"Wilkie Collins - The New Magdalen" - читать интересную книгу автора (Collins Wilkie)

Mercy attempted to remonstrate. The Englishman respectfully took her arm, and
drew her out of the sentinel's reach.
"It is useless to resist," he said. "The German discipline never gives way.
There is not the least need to be uneasy about the Frenchmen. The ambulance
under Surgeon Wetzel is admirably administered. I answer for it, the men will be
well treated." He saw the tears in her eyes as he spoke; his admiration for her
rose higher and higher. "Kind as well as beautiful, "he thought. "What a
charming creature!"
"Well!" said Ignatius Wetzel, eying Mercy sternly through his spectacles. "Are
you satisfied? And will you hold your tongue?"
She yielded: it was plainly useless to resist. But for the surgeon's resistance,
her devotion to the wounded men might have stopped her on the downward way that
she was going. If she could only have been absorbed again, mind and body, in her
good work as a nurse, the temptation might even yet have found her strong enough
to resist it. The fatal severity of the German discipline had snapped asunder
the last tie that bound her to her better self. Her face hardened as she walked
away proudly from Surgeon Wetzel, and took a chair.
The Englishman followed her, and reverted to the question of her present
situation in the cottage.
"Don't suppose that I want to alarm you," he said. "There is, I repeat, no need
to be anxious about the Frenchmen, but there is serious reason for anxiety on
your own account. The action will be renewed round this village by daylight; you
ought really to be in a place of safety. I am an officer in the English army--my
name is Horace Holmcroft. I shall be delighted to be of use to you, and I can be
of use, if you will let me. May I ask if you are traveling?"

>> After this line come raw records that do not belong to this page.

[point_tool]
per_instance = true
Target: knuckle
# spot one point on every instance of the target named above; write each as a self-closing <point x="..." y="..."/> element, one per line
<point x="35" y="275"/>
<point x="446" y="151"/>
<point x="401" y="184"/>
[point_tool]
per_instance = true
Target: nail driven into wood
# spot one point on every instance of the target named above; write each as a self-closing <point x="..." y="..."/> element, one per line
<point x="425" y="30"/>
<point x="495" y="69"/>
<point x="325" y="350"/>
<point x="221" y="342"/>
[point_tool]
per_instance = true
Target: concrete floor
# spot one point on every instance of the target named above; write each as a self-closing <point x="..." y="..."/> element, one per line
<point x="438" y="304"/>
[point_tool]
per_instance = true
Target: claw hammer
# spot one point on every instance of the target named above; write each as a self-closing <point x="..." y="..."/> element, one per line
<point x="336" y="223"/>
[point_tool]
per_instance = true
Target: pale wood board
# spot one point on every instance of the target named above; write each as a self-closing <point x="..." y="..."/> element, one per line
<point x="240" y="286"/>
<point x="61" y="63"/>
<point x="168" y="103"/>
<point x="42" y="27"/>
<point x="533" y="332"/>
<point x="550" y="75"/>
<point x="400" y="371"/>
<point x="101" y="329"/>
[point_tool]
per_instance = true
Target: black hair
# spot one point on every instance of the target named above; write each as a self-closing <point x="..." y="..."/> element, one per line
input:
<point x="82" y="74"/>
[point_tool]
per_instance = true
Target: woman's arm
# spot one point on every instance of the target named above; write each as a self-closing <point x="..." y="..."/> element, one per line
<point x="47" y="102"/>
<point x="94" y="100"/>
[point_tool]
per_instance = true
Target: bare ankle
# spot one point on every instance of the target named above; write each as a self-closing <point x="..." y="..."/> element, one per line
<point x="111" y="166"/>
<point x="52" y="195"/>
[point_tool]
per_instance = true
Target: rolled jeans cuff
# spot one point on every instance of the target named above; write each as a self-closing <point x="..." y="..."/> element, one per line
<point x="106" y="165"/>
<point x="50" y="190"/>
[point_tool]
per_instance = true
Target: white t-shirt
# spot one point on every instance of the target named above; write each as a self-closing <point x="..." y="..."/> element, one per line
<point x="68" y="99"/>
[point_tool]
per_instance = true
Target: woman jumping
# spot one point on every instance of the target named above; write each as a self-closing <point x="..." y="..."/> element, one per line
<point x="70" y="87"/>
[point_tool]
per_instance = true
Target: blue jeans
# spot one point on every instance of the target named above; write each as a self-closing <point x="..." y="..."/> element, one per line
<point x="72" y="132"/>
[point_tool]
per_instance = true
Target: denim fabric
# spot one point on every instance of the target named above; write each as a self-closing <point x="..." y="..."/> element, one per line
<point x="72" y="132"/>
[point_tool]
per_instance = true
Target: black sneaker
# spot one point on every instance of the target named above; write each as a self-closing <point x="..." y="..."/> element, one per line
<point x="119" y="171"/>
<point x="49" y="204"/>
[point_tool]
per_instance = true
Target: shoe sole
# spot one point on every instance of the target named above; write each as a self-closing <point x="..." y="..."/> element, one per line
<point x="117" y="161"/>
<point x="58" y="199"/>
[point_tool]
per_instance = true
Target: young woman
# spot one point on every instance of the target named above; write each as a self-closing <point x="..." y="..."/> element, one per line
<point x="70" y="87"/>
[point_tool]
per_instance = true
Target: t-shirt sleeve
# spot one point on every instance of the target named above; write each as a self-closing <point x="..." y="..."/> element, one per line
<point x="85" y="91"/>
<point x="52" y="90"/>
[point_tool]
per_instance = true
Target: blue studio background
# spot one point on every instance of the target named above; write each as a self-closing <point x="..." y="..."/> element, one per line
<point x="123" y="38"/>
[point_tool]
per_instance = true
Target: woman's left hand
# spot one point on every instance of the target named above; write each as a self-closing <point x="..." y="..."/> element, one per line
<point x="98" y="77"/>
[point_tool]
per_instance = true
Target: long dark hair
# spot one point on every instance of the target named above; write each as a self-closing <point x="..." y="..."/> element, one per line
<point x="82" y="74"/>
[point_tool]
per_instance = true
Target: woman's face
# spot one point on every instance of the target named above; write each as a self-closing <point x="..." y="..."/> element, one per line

Mercy gathered the cloak which concealed her nurse's dress more closely round
her, and committed herself silently to her first overt act of deception. She
bowed her head in the affirmative.
"Are you on your way to England?"
"Yes."
"In that case I can pass you through the German lines, and forward you at once
on your journey."
Mercy looked at him in unconcealed surprise. His strongly-felt interest in her
was restrained within the strictest limits of good-breeding: he was unmistakably
a gentleman. Did he really mean what he had just said?
"You can pass me through the German lines?" she repeated. "You must possess
extraordinary influence, sir, to be able to do that."
Mr. Horace Holmcroft smiled.
"I possess the influence that no one can resist," he answered--"the influence of
the Press. I am serving here as war correspondent of one of our great English
newspapers. If I ask him, the commanding officer will grant you a pass. He is
close to this cottage. What do you say?"
She summoned her resolution--not without difficulty, even now--and took him at
his word.
"I gratefully accept your offer, sir."
He advanced a step toward the kitchen, and stopped.
"It may be well to make the application as privately as possible," he said. "I
shall be questioned if I pass through that room. Is there no other way out of
the cottage?"
Mercy showed him the door leading into the yard. He bowed--and left her.